At 6pm every day, millions of people open their fridge and stare into the void.
No plan. No inspiration. Just ingredients and rising hunger.
You had planned to eat healthy and save money, often this moment has you ordering a take-away, blowing your budget and your plan.
We built Mise to solve that moment.
Mise is a voice-first, vision-enabled kitchen companion that sees what ingredients you have, suggests what to cook, and closes the loop to a shopping basket, all using natural conversation.
No typing. No searching. No switching apps.
You talk. Mise listens, looks, and acts.
The Problem: Decision Paralysis in the Kitchen
Recipe apps assume you already know what you want to cook.
Supermarket sites assume you already know what you want to buy.
Neither helps when you are standing in front of your fridge after a long day at work, brain fog in your head and hunger in your belly.
Right now, millions of families are trying to stretch their budget further at every mealtime. The ingredients are there. The intention is there. What’s missing is the moment of inspiration
Mise targets the decision moment before cooking begins.
Why Gemini Live?
At Say It Now we started off building voice first experiences on Alexa and Google Assistant in 2018.
Our vision is to make it possible for every brand to be able to engage in delightful conversations with their customers.
Over the last few years enormous improvements in technology have been made, we have been waiting for Google to something like Gemini Live for us to create experiences that feel alive, not like chatting with a textbox.
Gemini Live made this possible through real-time multimodal streaming.
How We Built It Using Google AI and Google Cloud
Mise runs entirely on Google infrastructure and models.
Core AI Model
We used:
Gemini Live (gemini-live-2.5-flash native audio)
This model handles:
- Real-time speech recognition
- Natural voice generation
- Vision processing from camera input
- Multimodal reasoning
- Conversational continuity
Audio and video stream continuously to the model, allowing the agent to respond without turn-taking delays.
Backend Architecture
Our backend is a lightweight real-time proxy built on Google Cloud.
Stack:
- FastAPI + WebSockets
- Google authentication
- Vertex AI endpoint
- Cloud Run deployment
The browser connects to a Cloud Run service, which streams data to the Gemini Live BidiGenerateContent endpoint.
This architecture enables true live interaction rather than request-response cycles.
The system streams audio and video bidirectionally with no buffering, allowing natural conversation flow .

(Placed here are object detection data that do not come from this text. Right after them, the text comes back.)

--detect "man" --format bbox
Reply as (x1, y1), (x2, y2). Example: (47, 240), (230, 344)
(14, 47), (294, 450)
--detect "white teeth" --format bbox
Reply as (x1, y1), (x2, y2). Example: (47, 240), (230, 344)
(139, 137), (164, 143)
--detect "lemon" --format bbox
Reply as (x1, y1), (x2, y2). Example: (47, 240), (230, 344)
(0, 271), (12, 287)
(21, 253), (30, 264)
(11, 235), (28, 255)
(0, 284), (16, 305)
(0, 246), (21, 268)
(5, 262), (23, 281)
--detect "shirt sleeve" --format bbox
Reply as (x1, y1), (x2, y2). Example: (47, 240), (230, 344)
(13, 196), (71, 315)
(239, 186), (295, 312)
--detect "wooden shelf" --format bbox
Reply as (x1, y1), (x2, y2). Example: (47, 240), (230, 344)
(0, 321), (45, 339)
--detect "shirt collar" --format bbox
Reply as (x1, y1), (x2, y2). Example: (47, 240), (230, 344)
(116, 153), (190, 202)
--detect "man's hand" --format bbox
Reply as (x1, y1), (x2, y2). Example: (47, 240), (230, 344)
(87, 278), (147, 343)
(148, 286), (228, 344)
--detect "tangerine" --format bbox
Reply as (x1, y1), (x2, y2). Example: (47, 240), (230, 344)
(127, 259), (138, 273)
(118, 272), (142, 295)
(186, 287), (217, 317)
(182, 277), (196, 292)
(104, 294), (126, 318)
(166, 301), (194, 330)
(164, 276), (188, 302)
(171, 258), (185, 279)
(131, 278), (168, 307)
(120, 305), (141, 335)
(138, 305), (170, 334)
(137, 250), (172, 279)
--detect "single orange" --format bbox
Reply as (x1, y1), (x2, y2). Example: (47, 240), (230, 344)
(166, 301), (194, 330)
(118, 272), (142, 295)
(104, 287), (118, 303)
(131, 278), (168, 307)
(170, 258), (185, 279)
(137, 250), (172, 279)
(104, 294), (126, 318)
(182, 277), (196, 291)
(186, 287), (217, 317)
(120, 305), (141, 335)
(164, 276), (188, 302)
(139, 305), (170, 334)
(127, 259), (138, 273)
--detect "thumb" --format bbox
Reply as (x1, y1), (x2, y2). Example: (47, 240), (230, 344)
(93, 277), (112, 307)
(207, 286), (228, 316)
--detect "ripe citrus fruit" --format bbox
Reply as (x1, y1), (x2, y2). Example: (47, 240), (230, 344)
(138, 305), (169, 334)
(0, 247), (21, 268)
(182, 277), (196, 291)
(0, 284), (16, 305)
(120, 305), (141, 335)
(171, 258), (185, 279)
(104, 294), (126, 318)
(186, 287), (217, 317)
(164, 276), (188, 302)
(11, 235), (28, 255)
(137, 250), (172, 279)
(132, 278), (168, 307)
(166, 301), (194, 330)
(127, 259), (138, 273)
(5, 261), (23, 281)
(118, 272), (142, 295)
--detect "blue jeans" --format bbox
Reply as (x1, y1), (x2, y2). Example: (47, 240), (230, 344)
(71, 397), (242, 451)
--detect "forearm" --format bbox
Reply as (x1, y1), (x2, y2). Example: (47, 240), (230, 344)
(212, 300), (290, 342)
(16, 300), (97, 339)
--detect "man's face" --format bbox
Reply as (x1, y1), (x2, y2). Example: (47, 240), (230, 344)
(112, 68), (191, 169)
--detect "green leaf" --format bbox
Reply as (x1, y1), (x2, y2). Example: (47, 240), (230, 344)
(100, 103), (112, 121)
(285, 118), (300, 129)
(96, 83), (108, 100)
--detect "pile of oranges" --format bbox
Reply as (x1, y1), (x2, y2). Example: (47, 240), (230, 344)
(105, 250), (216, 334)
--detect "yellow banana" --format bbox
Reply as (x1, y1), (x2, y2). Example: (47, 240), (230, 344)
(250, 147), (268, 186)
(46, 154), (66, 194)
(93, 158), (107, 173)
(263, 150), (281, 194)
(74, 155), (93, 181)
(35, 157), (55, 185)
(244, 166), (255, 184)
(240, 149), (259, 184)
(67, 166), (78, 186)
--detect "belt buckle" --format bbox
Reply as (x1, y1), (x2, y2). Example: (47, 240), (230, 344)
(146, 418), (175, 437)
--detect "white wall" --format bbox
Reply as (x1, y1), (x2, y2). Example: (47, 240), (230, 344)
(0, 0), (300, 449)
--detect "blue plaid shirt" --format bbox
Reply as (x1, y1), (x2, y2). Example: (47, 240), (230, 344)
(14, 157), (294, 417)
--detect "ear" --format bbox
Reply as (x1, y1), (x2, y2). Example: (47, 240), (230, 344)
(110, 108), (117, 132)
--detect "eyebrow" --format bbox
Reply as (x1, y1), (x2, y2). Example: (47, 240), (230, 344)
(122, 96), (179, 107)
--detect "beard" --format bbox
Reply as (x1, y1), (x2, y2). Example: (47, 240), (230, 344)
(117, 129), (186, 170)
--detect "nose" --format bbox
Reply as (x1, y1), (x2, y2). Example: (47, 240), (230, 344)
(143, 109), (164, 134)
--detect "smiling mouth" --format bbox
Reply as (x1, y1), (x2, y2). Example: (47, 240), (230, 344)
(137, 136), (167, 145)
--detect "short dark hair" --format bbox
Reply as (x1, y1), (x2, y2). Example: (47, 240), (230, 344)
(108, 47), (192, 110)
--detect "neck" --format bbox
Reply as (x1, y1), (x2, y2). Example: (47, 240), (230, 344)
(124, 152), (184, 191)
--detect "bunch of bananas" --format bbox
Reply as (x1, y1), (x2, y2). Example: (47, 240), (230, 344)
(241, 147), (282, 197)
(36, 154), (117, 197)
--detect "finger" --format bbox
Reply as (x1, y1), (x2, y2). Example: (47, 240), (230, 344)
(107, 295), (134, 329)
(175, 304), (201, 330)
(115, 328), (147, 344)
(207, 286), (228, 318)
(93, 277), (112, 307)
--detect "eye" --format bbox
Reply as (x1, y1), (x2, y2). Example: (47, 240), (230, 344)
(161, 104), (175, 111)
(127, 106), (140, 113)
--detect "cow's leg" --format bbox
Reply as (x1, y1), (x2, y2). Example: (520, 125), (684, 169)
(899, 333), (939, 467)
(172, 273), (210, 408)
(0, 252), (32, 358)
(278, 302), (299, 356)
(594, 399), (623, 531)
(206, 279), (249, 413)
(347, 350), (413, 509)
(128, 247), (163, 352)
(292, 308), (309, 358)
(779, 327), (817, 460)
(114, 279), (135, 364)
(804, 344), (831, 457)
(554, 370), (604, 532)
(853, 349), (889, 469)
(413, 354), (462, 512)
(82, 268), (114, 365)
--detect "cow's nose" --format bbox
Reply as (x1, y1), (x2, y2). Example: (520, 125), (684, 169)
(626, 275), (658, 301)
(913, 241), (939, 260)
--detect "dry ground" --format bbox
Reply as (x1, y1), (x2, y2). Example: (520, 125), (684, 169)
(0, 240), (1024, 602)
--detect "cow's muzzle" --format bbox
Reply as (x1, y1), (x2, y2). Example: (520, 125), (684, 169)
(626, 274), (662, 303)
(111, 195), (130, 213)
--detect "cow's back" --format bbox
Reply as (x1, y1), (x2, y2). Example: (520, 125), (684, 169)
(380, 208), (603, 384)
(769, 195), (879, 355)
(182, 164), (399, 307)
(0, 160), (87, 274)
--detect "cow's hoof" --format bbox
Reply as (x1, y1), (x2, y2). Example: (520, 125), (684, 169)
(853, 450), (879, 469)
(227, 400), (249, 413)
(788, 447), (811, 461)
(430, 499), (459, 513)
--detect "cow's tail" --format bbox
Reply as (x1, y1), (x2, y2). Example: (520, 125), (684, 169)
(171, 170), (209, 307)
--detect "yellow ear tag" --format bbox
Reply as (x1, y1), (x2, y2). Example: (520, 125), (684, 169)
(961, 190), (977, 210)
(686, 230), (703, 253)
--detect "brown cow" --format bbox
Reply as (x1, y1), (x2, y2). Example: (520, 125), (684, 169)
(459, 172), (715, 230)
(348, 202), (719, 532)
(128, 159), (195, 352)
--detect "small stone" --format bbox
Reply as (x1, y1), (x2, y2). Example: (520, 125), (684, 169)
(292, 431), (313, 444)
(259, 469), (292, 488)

Token-Driven State Machine
A major challenge with multimodal agents is keeping the UI in sync with the conversation.
We solved this with a token-based state machine.
Mise outputs structured tokens that represent conversation states, for example:
- SCAN — detecting ingredients
- CONFIRM — verifying results
- SUGGEST — proposing recipes
- GAP — identifying missing items
- IMPACT — summarising cost savings
The backend strips these tokens from spoken output and sends them to the frontend as UI triggers.
This allows the conversation itself to drive the interface.
Frontend Experience
The app is delivered as a Progressive Web App hosted on Firebase.
Key design principles:
Voice replaces every tap
There is no search bar or form.
The camera is the interface
Users simply point at ingredients. Vision AI handles detection.
Outputs adapt to priorities
If a user says “cheap,” price leads the recommendation.
If they say “healthy,” nutrition leads.
The goal was a single fluid conversation rather than a sequence of screens.
Example User Flow
- User launches Mise
- Agent asks what matters most: cost, health, or both
- Camera scans ingredients
- Recipes are suggested based on real items detected
- Missing ingredients are identified with prices
- User can add items to a shopping basket
- Agent summarises savings and impact
We believe this is a valuable product for grocery stores and providers we would be delighted to talk to them about commercialisation.

Why This Matters
Voice commerce today is dominated by scripted commands like:
“Alexa, add milk to my basket.”
Mise demonstrates something different: an ambient decision engine that acts before a search begins.
Instead of reacting to a command, it helps form the intention.
This could apply far beyond cooking:
- Retail decision support
- Healthcare triage
- Travel planning
- Education
- Home services
Anywhere people face complex choices in real time.
What We Learned
Multimodal agents require orchestration
Speech, vision, UI, and backend logic must move together. The model alone is not enough.
Latency determines believability
Even small delays break the illusion of conversation.
State management is critical
Without explicit control, agent interactions drift or feel inconsistent.
Iterative prototyping is essential
We evolved the system through rapid build-test cycles, starting from reference implementations and refining continuously.
What Comes Next
Mise is currently a prototype, but the architecture is designed to scale.
Because the system is configurable, it can be white-labelled for different retailers or contexts without rewriting the core agent.
The long-term vision is a universal “intent layer” between people and services.